Volume: Kilobytes, Megabytes, Gigabytes, Terabytes

Mode of transfer: one-off file upload, external repository import, online streaming, periodic batches, etc.

Access rights: with granted permission, project limited, research purpose only, registered users, public, etc.

Sharing: private, licensed, commercial, public, etc.

Standards: internal, community, professional, national, international, etc.

In addition, the partners were requested to provide data samples to ensure an unambiguous interpretation of the information provided. This information proved invaluable for many of the subsequent tasks. To keep pace with evolving requirements, we updated the metadata midway through the project to reflect the natural evolution and to avoid frequent changes in the data space design, resulting from shifts in field practices.

3.2. Modelling of the Data Space Ontology

Ontological modelling plays an important role in the process of developing data spaces due to their complexity and the necessity to incorporate the profiles of data consumers alongside the logical model of the data. As such, ontologies provide a richer representation than the traditional logical models used by database designers as a step towards creating the physical models. In the DiverSea project, the task was naturally split into two phases. First, the data management team modelled the data ontology in collaboration with the data suppliers, using only the metadata. At a later stage, the data ontology was expanded in collaboration with the data consumers to incorporate information about potential analytical use cases.

The ontology of DiverSea data space was developed using Protégé (https://protege.stanford.edu/ (accessed on 12 February 2025)). Currently, it contains around 600 concepts described with more than 80 attributes. These concepts are classified into eight taxonomic hierarchies and are related to more than one hundred relations. Figure 3 shows a fragment of the taxonomy of essential ocean and biodiversity variables used to describe the state of biodiversity and associated ecosystems [11].

3.3. Developing the Physical Data Model

The physical model of DiverSea data space was developed using metadata in a direct translation. The data management team was prepared to utilise multiple data storage models to accommodate project data relational, sequential, associative, parallel, etc.; after analysing the metadata, however, it quickly realised that all data is purely relational, can be collected entirely offline, and does not require Big Data facilities for processing.
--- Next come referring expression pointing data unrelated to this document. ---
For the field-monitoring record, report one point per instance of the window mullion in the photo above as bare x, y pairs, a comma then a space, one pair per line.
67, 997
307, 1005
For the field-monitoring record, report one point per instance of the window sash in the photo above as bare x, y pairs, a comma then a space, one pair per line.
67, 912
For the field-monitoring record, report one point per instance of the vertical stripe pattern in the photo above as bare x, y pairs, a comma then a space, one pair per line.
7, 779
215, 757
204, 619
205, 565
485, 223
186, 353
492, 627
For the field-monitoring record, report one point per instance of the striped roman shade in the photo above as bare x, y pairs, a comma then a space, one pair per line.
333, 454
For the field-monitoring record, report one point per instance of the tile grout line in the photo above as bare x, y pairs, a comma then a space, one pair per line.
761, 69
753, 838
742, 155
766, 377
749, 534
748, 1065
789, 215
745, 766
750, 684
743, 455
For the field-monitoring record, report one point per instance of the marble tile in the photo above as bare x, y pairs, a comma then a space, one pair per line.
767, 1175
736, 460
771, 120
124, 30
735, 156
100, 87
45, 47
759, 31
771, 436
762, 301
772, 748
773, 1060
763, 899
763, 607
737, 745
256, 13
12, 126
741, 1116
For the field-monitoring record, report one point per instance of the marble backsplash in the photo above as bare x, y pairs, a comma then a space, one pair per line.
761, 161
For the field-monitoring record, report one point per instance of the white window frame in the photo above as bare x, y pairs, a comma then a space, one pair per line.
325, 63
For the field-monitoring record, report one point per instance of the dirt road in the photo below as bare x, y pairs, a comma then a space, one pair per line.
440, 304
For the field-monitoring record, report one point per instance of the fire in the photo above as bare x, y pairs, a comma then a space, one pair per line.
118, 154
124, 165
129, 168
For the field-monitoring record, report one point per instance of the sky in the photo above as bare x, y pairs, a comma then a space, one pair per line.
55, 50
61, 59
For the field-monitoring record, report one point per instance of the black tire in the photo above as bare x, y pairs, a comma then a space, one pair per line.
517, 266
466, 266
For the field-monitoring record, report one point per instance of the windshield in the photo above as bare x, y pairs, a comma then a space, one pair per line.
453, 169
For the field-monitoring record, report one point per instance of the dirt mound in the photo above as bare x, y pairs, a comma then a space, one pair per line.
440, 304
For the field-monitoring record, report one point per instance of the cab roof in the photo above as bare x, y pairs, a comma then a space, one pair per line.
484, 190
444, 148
This significantly simplified the physical design and subsequent implementation of the data repository.

The model is relatively small due to the strict focus on sea biodiversity and its dynamics. It consists of around 80 tables, structured into groups according to different criteria: by content, format, type, granularity, reference, and standards (see Figure 4). Due to this simplicity, the data management team decided to implement identical data models across all project case studies to enforce unification and support potential cross-location data analysis.
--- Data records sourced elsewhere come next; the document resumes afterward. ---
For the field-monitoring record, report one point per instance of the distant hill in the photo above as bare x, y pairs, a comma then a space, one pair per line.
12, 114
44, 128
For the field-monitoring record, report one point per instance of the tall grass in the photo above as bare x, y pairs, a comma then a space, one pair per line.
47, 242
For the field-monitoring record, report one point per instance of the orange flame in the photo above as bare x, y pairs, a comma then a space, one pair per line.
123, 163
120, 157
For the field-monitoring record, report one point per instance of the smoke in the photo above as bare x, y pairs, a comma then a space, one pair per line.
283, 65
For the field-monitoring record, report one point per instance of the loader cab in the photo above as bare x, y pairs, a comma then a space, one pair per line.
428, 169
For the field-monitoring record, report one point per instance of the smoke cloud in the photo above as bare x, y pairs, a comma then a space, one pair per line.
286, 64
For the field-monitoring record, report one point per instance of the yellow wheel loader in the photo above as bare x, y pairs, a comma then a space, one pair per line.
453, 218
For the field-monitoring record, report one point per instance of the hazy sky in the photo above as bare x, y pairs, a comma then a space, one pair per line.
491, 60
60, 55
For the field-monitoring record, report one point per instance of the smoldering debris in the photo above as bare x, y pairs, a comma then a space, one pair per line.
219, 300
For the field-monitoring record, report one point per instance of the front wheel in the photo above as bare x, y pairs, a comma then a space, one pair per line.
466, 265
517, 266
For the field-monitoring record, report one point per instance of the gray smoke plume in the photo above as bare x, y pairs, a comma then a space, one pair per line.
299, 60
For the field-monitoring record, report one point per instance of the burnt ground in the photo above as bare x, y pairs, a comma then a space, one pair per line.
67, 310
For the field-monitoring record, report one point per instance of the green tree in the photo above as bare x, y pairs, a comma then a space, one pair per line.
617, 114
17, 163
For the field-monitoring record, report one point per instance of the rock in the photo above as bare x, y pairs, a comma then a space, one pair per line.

It is also possible to develop the model as a direct translation of the data ontology instead, but since the data is purely relational, this would add unnecessary complexity by requiring the mapping of the taxonomic hierarchies of the ontology into the flat relational structure of the data model. The only adjustment was to use the taxonomic structuring of the data ontology to group the tables on the top level, which improves the mapping between the ontology and the schema without affecting the physical representation.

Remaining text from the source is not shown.